DJ Semtex hosted BBC 1Xtra’s weekly hip-hop show from 2002 to 2018, before moving to Capital XTRA. He currently hosts Spotify’s Who We Be podcast.

2

Ray Paul worked for BBC London from 1997 to 2001, and was part of the initial team who set up BBC 1Xtra before sidestepping to Radio 1. He now runs his own production company, The Playmaker Group.

3

PCRL (People's Community Radio Link) was a pirate radio station in Birmingham, launched in 1985 by Cecil Morris as an attempt to calm local tension in the wake of the Handsworth Riots. Believing that the city’s Black population in Birmingham was not adequately represented by the local BBC and commercial stations, Morris kept the station going until 2004. It was targeted by police throughout its tenure, and Morris was eventually given a suspended prison sentence, fined £3,000 and forced to pay £5,000 costs for “conspiring to manage, finance and operate the unauthorised station”. The prosecution claimed that the station’s broadcasts interfered with the local fire service’s communications system.

4

Sam Valenti IV is the founder of record label Ghostly International, and runs the weekly Herb Sundays newsletter – big recommend!
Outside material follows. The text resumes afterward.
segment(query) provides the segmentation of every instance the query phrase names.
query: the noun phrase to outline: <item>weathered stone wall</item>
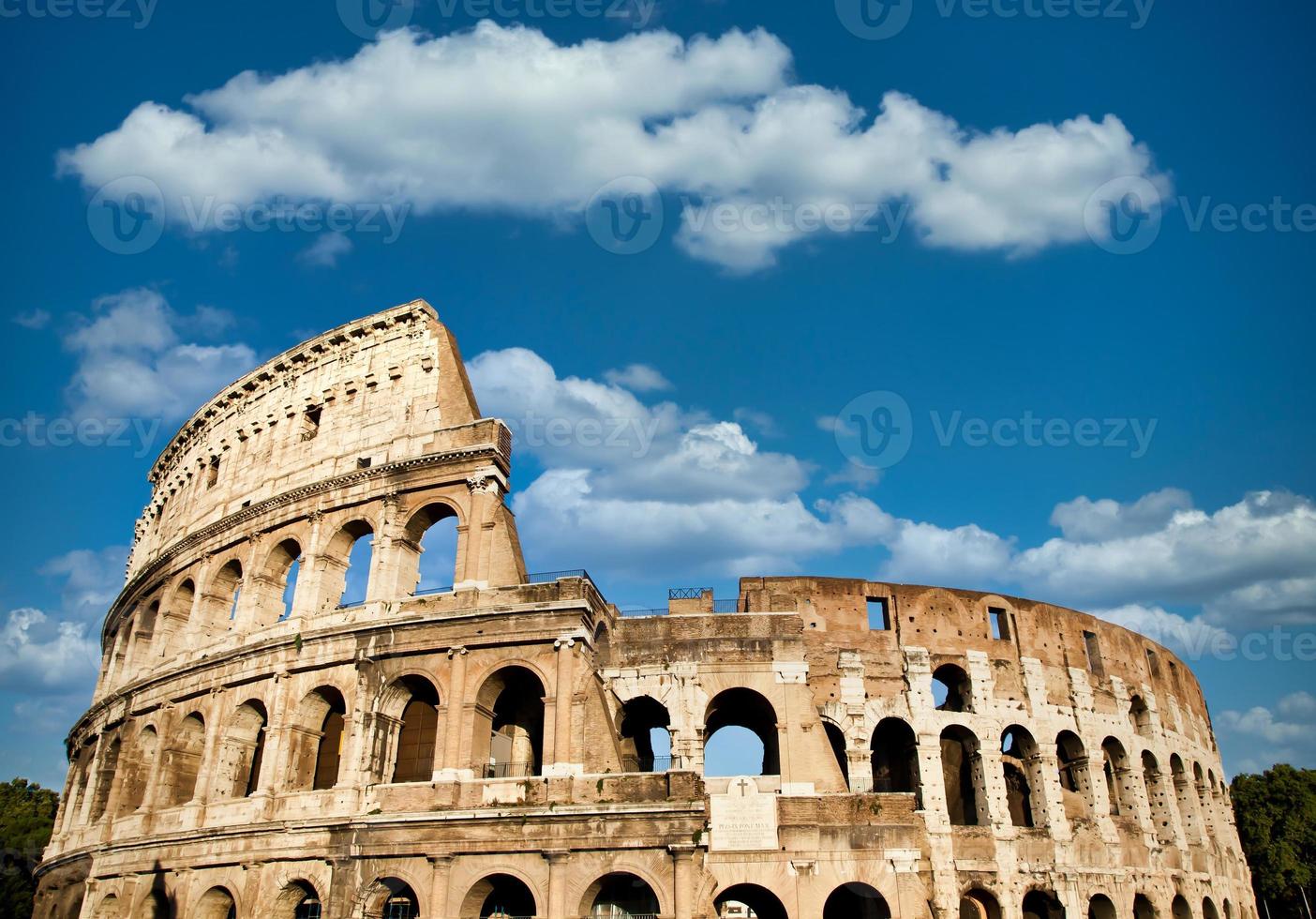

The specific edition that Tom references here is with legendary hip-hop A&R Dante Ross.

5

Radar Radio was a London-based internet radio station that operated from 2015 to 2018. Founded by Ollie Ashley, son of Sports Direct owner Mike Ashley, the station’s roster included high-profile talent like Snoochie Shy, Big Zuu, Kenny Allstar, Night Slugs and The Receipts Podcast.

6

Radar Radio came under fire in April 2018 when resident DJs Pxssy Palace released a statement accusing the station of “tokenis[ing] women, feminism, queer and trans culture, and Black and other people of colour, for capitalist purposes”, “allowing the airing of sexist, homophobic and transphobic shows” and “the theft of intellectual ideas from people of colour”. In the days that followed that statement, a former producer at the station, Ashtart Al-Hurra, released a blog post describing her alleged experience of sexual harassment at the station. Following a subsequent mass walkout of talent, the station suspended broadcasting and never restarted.